You, Clive Bell, only win when you hear her talk in her sleep. There’s a shore she has to reach to get to you, whenever you close your eyes. Your sea is beautiful this time of year, the origin of your universe, baby galaxies are at rest, space is expanding back into time closer, closer. It contracts to a certain point, and returns to time, energy and matter. The flesh is just the absolute beginning of your life, your love’s tragedy, illustrations of science. Sister, I wish for a parade of family life for you. You will be most thorough when it comes to your love. I was all wrong for you from the start, could never make you happy, my emotional damages would have become your emotional damages, at night I sleep with Alba at my side, and you sleep like the gospel, the spiritual racing through all of your nocturnal molecules holding the knock, search and obey through faith and action, my old love. Your children will be your prize. Faith is risk not yet seen, a standing conviction of things not seen. I was saved through your grace, the mask that you use, the taste of red, red wine. You did not choose me after all. I have Robert Lowell, Paris, and all this madness war.

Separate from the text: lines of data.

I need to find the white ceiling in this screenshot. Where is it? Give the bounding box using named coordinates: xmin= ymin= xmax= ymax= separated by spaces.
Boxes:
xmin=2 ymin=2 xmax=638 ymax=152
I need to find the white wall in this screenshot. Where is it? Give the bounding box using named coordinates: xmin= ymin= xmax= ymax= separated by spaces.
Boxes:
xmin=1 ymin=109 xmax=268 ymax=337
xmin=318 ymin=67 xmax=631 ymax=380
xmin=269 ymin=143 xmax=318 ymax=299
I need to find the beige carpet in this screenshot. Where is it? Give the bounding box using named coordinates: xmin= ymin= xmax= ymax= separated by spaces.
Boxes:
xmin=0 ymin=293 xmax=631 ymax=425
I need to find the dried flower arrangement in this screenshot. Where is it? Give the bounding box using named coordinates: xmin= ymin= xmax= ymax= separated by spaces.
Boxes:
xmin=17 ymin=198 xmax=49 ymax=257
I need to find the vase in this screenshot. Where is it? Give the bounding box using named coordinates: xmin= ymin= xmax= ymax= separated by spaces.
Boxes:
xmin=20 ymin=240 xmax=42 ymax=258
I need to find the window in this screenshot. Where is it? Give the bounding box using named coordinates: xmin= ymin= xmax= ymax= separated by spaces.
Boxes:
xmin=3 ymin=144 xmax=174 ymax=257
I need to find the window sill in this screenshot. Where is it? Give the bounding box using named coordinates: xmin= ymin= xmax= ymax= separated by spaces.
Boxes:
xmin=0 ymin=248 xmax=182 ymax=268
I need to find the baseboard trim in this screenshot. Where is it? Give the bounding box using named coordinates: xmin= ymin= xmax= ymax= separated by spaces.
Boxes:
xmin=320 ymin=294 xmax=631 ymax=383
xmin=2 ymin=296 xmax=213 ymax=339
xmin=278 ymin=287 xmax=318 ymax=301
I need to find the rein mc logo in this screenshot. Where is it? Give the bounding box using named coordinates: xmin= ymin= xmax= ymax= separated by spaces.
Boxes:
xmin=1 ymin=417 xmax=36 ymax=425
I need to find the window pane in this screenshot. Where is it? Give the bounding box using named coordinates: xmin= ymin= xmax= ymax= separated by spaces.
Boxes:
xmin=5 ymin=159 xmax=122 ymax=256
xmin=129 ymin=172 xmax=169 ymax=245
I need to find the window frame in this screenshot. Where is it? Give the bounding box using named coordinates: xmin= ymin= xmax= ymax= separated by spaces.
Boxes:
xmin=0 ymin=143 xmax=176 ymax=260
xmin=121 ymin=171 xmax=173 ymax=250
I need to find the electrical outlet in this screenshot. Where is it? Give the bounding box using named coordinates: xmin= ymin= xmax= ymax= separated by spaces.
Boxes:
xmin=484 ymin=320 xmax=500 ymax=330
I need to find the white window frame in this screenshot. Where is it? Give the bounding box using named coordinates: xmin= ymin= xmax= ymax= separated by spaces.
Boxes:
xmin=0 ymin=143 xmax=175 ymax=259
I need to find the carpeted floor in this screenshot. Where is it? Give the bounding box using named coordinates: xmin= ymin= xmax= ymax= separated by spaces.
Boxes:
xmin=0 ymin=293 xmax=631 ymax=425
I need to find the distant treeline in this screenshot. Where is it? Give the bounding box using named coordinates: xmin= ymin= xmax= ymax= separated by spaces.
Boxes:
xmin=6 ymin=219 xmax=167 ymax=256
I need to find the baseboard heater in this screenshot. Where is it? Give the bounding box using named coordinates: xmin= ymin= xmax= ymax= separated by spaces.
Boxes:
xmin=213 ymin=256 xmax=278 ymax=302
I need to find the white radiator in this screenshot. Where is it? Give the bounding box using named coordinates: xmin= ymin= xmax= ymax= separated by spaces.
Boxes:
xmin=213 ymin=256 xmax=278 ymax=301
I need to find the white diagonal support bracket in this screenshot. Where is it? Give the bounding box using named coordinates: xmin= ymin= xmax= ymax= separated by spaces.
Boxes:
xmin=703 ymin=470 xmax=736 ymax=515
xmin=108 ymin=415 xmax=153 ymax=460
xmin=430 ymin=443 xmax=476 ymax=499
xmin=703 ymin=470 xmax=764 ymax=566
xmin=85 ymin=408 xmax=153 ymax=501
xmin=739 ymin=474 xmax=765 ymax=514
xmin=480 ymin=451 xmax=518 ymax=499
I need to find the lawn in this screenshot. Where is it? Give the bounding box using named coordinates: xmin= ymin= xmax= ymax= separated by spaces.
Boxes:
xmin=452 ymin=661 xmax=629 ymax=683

The end of August. Life is beautiful (the writing life). Aren’t glaciers even beautiful, the rush of winter in the trees, birdsong in the clear of day and the clarity of the sensibility of all of them. But writing, the book stuff is something else. It is mixed with the salt of the earth, blue, sharp and intensely felt light. It grounds you and smells like dust up in the air, books that have to be launched, poets-in-the- making. July and August have passed into that ancient otherworldliness called ether and newspapers and research, writing, and study. I don’t answer the voices sometimes. I ignore the hallucinations. It’s all a part of life, my life. Sister, nothing compares to you since you took your love away. Not the pale sea, not Sussex.

And the only things that I seem to have on my mind is that I don’t have enough time in the world during the day to write, to perfect the craft of writing, the art of it. So, wish-fulfillment has been on my mind, that and everything else that is happening to ‘the people of the south’, the people in South Africa, the vulnerable. Everything is fleeting, including your youth. At the heart of t all we’re all poets. But most of all I’m frightened of the wild, of the wilderness disappearing. I am mourning the loss of our mountains, and rivers. What are your answers on how to sell a book and save the world at the same time? And I’m frightened all the time. Frightened of being an invisible person, an invisible woman for all of my life, or am I forgetting myself again. Fear and anxiety rise up in my masculine throat. The voices say that I am mad, that I will never get a man, and he will never trust my judgement.

The loneliness wells up inside of me. I think of the reality of my dreams, and nightmares. The men that I telephone, who accepted my friendship when I was in my early twenties, who do not return, who have stopped returning my calls. Sister, shy away from me. The voices worship, and adore me. They do, they do, they do. They’re fierce creatures when it comes to the burden, and care of loving me, heavenly when they play my love songs on repeat. Video did really kill the radio star. Fear is what I hold dear. Anxiety is what I cherish. I am volcano lover versus oil on my hands. I am devilish. I am exquisite. I am poet. I am lake. Sometimes I go where the mood takes me. Sometimes I am numb with cold, the freezing to death because of the air in my room, salt, and light, and energy on the forsaken summer breeze, and I think of my arms, and legs as I do branches.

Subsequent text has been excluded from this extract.